As far as I remember, my parents introduced me to both English and Bengali alphabets when I was a kid. Although I do not remember the Saraswati puja when I was introduced to formal writing by a priest, but as I recently witnessed my younger brother being introduced to formal writing in both Bengali and English alphabets, I believe my kick off with formal writing was of no difference. Like my brother, I was also made to memorize Bengali (বাংলা ছড়া) and English rhymes. Not sure why we are made to memorize all these rhymes. Is it to amuse the neighbours and relatives or just to get ourselves into a routine of study hours? In either of the cases, my Bengali pronunciation was better than English. The only reason being, it was influenced by my surroundings. As soon as my hearing developed, I could hear all the people around me speaking in Bengali, so it came naturally.
As I was inducted to nursery school, I started learning both the languages simultaneously.
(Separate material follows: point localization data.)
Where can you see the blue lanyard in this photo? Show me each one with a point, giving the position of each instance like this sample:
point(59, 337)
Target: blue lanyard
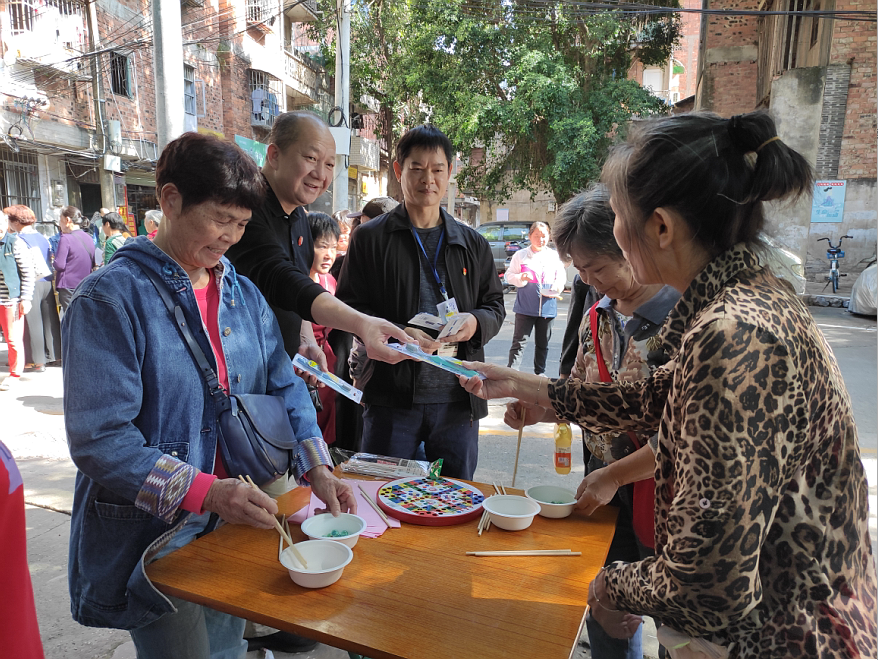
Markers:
point(435, 259)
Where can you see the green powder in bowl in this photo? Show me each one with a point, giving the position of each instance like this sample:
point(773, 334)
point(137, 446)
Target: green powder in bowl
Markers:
point(337, 533)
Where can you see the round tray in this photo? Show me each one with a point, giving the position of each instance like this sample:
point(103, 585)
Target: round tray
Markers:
point(427, 501)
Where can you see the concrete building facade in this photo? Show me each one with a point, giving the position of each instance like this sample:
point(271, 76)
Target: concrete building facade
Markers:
point(244, 62)
point(816, 75)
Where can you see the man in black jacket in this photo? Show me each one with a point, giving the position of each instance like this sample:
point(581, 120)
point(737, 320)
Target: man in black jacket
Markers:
point(276, 251)
point(411, 260)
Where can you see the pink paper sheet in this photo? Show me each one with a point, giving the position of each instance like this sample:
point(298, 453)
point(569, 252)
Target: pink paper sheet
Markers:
point(375, 526)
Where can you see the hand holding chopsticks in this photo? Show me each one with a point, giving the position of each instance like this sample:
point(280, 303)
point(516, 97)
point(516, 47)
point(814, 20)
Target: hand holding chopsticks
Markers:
point(277, 525)
point(374, 506)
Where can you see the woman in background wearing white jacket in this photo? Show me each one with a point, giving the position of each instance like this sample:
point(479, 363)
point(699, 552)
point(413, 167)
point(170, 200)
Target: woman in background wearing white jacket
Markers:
point(539, 275)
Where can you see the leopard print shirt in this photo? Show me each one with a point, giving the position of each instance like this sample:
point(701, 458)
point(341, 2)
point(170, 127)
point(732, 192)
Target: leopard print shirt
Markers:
point(761, 518)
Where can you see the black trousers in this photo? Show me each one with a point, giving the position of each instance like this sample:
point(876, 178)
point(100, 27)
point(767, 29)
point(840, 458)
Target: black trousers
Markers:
point(524, 326)
point(42, 328)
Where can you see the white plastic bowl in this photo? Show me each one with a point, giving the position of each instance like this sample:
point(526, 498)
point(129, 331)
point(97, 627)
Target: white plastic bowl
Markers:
point(318, 528)
point(511, 512)
point(554, 501)
point(326, 562)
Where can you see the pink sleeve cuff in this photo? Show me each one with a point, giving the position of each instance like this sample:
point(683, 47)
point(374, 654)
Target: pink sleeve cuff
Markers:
point(194, 498)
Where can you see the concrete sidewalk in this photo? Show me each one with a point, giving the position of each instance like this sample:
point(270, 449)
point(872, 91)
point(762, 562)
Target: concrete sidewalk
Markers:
point(33, 429)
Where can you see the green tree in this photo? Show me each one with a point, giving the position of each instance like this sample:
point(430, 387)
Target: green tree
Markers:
point(534, 92)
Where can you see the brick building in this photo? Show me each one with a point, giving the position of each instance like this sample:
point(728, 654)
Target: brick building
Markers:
point(244, 62)
point(675, 79)
point(816, 75)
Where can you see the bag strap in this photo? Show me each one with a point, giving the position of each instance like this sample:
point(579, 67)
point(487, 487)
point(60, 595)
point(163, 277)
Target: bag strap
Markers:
point(602, 366)
point(215, 389)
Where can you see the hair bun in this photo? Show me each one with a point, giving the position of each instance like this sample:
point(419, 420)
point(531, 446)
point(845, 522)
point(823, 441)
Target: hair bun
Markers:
point(741, 134)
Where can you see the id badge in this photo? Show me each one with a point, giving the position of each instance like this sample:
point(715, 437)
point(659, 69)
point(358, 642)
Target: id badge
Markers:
point(447, 309)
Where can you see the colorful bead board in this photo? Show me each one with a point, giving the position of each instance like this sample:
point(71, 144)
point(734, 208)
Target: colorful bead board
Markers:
point(427, 501)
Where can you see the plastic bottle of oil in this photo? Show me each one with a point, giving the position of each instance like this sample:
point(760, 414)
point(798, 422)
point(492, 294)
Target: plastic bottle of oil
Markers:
point(563, 439)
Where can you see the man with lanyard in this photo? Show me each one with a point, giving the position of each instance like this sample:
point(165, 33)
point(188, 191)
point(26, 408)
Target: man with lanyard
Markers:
point(418, 259)
point(276, 251)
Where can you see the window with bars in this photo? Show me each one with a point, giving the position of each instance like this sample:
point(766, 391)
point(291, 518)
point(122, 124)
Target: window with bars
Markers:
point(189, 105)
point(20, 180)
point(266, 93)
point(258, 11)
point(120, 74)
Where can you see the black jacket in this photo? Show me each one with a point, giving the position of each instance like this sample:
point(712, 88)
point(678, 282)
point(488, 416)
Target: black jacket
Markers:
point(276, 253)
point(582, 298)
point(380, 277)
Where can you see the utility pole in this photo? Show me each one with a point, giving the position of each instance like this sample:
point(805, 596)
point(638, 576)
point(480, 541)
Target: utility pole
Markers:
point(342, 100)
point(105, 177)
point(168, 62)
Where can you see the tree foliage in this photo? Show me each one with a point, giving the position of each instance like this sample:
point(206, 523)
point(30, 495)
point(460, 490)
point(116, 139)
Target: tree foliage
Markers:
point(532, 93)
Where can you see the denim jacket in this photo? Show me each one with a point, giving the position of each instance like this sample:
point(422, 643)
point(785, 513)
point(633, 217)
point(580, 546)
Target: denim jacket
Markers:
point(140, 423)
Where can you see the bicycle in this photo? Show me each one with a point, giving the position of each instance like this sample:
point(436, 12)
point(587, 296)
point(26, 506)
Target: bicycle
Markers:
point(834, 253)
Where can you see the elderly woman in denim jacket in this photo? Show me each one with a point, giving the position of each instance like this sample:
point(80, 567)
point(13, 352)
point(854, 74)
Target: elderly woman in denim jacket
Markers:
point(142, 429)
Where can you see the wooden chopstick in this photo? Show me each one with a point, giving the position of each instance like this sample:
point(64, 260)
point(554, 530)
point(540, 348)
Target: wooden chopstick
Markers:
point(518, 447)
point(374, 506)
point(525, 553)
point(286, 537)
point(484, 521)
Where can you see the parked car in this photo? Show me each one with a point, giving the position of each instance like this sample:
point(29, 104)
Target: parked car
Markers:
point(498, 234)
point(864, 294)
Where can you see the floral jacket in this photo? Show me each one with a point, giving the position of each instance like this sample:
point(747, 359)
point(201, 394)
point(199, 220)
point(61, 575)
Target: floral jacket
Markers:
point(762, 538)
point(631, 349)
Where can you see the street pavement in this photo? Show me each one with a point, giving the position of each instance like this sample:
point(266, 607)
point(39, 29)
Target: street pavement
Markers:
point(33, 428)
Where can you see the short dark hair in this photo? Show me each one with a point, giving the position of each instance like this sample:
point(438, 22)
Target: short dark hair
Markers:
point(205, 168)
point(288, 126)
point(539, 224)
point(425, 136)
point(21, 214)
point(714, 172)
point(72, 212)
point(585, 224)
point(115, 221)
point(323, 225)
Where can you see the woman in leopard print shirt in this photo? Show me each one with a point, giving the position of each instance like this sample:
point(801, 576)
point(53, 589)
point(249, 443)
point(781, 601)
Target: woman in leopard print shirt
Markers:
point(762, 539)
One of the primary books I had was of pundit Ishwar Chandra Vidyasagar’s Barna Parichay. It was the elementary book of Bengali learners for decades. Along with that, I had English alphabet learners book (A for apple, B for ball, C for cat….. and the list continues to Z for zebra). In primary school, I had to read Bengali grammar by Sri Bamandeb Chakrabarti and Oxford’s essential grammar guide. For every set of Bengali poetry and prose books, English Reader Digest was bought in every year for new classes. As there was a Samsad’s English to Bengali Dictionary, so was there another Bengali to English dictionary by A T Dev in my collection.
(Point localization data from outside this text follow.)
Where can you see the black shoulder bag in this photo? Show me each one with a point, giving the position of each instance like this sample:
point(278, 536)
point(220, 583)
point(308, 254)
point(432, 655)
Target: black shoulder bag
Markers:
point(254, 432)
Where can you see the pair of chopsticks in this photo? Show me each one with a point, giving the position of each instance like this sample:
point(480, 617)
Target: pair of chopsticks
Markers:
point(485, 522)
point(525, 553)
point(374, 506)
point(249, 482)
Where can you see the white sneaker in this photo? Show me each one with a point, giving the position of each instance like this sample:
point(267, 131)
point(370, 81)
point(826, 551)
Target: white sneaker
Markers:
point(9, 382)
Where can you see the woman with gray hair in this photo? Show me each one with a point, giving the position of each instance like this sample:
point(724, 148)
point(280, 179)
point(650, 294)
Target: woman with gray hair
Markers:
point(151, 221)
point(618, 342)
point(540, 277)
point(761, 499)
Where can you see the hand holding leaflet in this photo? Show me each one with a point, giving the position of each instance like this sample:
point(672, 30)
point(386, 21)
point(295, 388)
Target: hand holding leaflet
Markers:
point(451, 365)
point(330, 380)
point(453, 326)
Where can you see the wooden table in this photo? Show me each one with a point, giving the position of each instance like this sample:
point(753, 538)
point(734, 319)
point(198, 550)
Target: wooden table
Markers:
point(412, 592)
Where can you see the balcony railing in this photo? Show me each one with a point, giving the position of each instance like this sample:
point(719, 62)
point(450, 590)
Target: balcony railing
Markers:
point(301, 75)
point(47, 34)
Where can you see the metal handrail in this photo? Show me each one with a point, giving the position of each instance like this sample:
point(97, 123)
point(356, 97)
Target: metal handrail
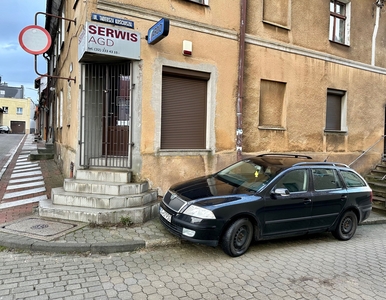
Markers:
point(364, 152)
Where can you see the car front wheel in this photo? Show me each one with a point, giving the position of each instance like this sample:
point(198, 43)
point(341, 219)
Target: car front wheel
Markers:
point(237, 238)
point(346, 227)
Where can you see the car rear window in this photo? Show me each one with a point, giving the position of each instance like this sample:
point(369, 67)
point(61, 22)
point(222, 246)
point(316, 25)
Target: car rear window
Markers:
point(325, 179)
point(352, 179)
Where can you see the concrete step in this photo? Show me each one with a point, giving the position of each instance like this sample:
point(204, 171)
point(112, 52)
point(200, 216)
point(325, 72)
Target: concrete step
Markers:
point(46, 150)
point(104, 175)
point(137, 215)
point(35, 155)
point(98, 201)
point(104, 187)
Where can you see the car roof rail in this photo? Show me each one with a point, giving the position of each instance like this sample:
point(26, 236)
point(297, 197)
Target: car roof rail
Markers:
point(286, 155)
point(322, 164)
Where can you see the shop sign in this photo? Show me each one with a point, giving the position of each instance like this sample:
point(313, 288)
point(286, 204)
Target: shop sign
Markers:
point(112, 20)
point(158, 31)
point(110, 41)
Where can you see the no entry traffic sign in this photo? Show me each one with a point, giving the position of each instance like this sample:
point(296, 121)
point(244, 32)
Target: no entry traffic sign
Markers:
point(35, 39)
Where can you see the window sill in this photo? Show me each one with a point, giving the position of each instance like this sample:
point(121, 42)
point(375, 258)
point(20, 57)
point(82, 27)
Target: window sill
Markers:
point(277, 25)
point(179, 152)
point(337, 132)
point(271, 128)
point(339, 43)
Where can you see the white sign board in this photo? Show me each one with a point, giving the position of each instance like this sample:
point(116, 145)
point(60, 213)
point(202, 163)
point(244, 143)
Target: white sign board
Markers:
point(111, 41)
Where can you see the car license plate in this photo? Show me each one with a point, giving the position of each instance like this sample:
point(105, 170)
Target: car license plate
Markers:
point(166, 215)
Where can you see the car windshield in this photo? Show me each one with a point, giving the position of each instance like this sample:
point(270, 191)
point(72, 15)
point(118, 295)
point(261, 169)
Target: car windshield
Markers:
point(248, 174)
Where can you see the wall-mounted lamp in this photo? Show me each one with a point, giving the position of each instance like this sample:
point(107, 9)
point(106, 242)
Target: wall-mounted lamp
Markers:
point(187, 48)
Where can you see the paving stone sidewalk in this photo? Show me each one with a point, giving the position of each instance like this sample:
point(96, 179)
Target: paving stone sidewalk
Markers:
point(83, 238)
However, things mainly changed in this time of high school when people asked me to concentrate more on English as this was a foreign language and greater command on that would have required much practice. This sudden change in perception made learning way much harder. It was quiet obvious that Bengali vocabulary got enriched with growing interaction with people and English vocabulary was confined in interaction with teachers or exam papers. Who at that age bothers to voraciously read dictionaries or thesauruses for a foreign language? 🙂
Bengali, being the medium of education, received precedence as all other subjects that I read till high school was taught and evaluated in Bengali only. The lack of interaction or habit of reading or writing diminished rapidly as I started climbing upward in high school order. Then started most vicious and unforgivable crime of memorizing essays and other writing stuffs for English exams. Bengali writing was improvised over time with partly memorizing but English was neglected in terms of improvising.
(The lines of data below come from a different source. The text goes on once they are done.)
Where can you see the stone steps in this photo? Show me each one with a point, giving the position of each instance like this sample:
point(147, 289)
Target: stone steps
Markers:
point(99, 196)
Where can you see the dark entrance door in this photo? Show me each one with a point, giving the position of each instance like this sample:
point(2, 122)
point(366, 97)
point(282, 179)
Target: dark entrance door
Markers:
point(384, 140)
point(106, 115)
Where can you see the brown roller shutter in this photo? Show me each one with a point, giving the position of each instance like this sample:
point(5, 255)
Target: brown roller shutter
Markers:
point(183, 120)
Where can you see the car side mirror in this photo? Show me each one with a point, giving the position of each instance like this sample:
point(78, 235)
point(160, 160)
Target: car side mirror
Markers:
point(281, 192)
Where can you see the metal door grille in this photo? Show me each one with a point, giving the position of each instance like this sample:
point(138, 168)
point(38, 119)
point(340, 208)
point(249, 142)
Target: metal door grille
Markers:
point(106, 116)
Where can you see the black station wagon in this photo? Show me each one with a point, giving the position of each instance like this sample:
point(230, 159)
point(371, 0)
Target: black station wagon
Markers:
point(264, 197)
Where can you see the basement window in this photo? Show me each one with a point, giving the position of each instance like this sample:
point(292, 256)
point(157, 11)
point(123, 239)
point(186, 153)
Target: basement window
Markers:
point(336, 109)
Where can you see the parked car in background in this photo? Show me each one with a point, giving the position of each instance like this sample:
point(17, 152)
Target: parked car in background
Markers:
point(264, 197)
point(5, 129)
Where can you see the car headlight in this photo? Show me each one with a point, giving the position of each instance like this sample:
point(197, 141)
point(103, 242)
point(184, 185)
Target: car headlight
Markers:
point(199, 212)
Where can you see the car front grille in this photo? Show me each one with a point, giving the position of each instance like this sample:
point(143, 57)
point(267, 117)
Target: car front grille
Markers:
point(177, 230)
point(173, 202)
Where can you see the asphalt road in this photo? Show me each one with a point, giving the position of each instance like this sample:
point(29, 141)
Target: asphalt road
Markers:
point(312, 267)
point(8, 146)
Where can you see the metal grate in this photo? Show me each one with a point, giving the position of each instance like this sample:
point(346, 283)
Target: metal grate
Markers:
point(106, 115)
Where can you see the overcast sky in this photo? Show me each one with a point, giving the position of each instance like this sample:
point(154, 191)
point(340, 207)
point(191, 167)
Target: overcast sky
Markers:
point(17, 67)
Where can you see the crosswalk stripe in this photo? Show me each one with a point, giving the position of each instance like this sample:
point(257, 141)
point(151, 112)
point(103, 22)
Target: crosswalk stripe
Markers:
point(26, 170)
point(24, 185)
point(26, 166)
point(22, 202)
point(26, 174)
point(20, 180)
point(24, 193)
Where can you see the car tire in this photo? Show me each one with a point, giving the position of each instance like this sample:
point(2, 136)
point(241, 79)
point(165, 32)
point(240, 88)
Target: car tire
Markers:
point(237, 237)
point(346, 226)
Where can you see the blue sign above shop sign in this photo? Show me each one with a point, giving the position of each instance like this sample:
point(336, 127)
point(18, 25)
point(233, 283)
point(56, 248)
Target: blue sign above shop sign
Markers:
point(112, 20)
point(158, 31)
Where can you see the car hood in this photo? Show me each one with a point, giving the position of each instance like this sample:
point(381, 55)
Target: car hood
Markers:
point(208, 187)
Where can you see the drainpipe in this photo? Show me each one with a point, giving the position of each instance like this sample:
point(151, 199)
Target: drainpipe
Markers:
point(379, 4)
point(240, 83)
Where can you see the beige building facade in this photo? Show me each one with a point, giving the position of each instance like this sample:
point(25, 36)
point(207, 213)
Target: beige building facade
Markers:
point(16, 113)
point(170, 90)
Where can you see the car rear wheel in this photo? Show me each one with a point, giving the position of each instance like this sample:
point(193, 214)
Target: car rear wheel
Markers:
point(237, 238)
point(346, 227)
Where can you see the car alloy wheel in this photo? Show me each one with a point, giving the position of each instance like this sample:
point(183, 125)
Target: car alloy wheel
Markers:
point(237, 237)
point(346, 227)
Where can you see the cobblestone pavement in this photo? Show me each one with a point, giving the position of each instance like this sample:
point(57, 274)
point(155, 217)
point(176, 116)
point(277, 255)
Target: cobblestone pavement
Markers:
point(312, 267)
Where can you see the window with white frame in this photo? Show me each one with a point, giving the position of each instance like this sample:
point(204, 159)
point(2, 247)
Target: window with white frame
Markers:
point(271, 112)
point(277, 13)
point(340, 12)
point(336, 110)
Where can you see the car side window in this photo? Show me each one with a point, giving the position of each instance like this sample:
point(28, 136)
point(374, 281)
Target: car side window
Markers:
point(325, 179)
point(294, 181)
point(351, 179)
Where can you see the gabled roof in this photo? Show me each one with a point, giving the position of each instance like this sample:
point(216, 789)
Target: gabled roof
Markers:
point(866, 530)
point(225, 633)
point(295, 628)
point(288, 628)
India, being a British colony till 1947, had a huge demand for English learnt graduates for office works. Although, I was born after three decades of independence, still, English was a mean to get better job. What could be better than good grades in English language in exams to show case your talent? Hence the memorization slowly and silently gulped down the learning and improvisation.
After a long period, came the years of undergrad studies. Being an engineering student, I did not have any other choice than to have the medium of study in English. Initially it was a bit rough ride but thanks to my foundation, I could survive.
Now, I do not differentiate between these two languages in good deal. Bengali is my mother tongue. In any day, I am able to express my thoughts in Bengali than in English. However, I do not want to stop learning and may be some day I’ll be able to compensate the negligence I turned on to my second language.
In any cases, English may be my second language but not in any way it feels to be a foreign language anymore.